“You could drive for UPS,” Howard congratulated him.
“The second career I’ve always aspired to.”
Howard smiled. He was fifty-nine. His second career would be a victory lap through the executive boardrooms of the private aerospace industry. He would speak at elementary schools, urging children to take an interest in space, when their government was sending the opposite message.
Jack had no second career planned. He’d stay with NASA until they carried him out feet first. Even if he never got to fly again, there’d be interesting work to do in flight dynamics. The thought made him die a bit inside. He decorated it with the images of a wife and kids, the family life that no astronaut had time for … Still not feeling it.
Funnily enough, his imaginary wife had the elfin face of Mission Specialist Moskowitz. Linda was known as NASA’s secret public relations weapon. There hadn’t been a female astronaut as hot as her since Anna Lee Fisher. Not that she knew it, or anything.
Jack leaned forward, spoke into the radio. “Looking good out there, Linda.” Howard smirked sideways at him. All they could see of Moskowitz from the flight deck was the rectangular top of her life support backpack.
“So how’re you liking that digital camera, Jack?” Howard said, gesturing to the Canon Jack wore on a band around his wrist.
They didn’t know each other that well, but Howard knew Jack was a keen amateur photographer. It was pretty much all he did outside work.
“It’s flipping great!” Jack said. “Trust me, in five years, no one will be using cameras that take film.
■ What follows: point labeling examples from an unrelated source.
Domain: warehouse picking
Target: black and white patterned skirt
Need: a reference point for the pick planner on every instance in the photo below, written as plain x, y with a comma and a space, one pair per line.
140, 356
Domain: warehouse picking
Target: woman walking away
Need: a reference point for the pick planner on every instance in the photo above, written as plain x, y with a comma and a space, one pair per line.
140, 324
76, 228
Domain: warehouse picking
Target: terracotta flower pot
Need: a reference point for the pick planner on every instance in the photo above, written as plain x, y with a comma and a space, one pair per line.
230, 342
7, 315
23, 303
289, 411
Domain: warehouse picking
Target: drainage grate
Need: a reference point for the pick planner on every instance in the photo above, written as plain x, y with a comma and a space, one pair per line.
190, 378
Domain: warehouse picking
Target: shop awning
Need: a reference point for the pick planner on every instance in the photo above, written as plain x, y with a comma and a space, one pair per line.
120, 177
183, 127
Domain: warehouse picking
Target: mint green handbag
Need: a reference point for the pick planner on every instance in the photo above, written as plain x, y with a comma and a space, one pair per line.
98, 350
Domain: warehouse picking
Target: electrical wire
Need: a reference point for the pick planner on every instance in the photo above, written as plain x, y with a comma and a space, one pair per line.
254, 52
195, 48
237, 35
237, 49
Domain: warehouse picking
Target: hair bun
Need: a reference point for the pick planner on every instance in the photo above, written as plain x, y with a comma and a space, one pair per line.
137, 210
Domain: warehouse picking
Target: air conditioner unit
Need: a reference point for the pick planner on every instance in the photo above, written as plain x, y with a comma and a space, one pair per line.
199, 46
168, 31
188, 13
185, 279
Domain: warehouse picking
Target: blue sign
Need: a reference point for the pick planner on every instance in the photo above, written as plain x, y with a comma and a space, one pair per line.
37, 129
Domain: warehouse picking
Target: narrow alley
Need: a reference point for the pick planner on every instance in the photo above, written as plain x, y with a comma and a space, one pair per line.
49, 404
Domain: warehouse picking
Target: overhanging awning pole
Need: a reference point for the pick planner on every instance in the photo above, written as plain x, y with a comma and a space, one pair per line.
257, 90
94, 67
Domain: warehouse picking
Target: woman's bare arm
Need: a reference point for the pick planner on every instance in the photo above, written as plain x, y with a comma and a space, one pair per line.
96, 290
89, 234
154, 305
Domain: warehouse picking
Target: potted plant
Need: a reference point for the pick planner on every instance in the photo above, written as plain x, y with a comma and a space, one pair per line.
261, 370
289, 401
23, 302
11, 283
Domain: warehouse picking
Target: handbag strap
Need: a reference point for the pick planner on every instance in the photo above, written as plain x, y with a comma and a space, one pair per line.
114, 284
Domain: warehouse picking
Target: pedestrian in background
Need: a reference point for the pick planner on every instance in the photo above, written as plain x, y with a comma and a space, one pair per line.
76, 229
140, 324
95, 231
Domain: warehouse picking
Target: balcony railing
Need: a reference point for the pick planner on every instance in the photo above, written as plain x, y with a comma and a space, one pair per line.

This is the future. 15 megapixels of digital beauty.”
Howard scoffed amiably.
“I’m removing the mirror tray now,” Moskowitz said.
Jack was controlling the Canadarm, the space shuttle’s robotic arm. It looked like a fifty-meter white crab claw. Moskowitz balanced on the tip of the arm, facing the aft avionics bay of the satellite.
“Go for it, Linda,” Howard said.
She fell gently backwards, holding the 1.2-tonne mirror.
“Whoops,” she said. “Dropped it.”
Mission Specialist Rivera, waiting in the shuttle’s payload bay, let loose a stream of curses.
“Just kidding,” Moskowitz said sweetly. “Jack, can you take me back to the bay now?”
Jack maneuvered the Canadarm, rolling the joystick gently between the balls of his fingers. “Sure you can manage that, Linda? It’s not too heavy for you?”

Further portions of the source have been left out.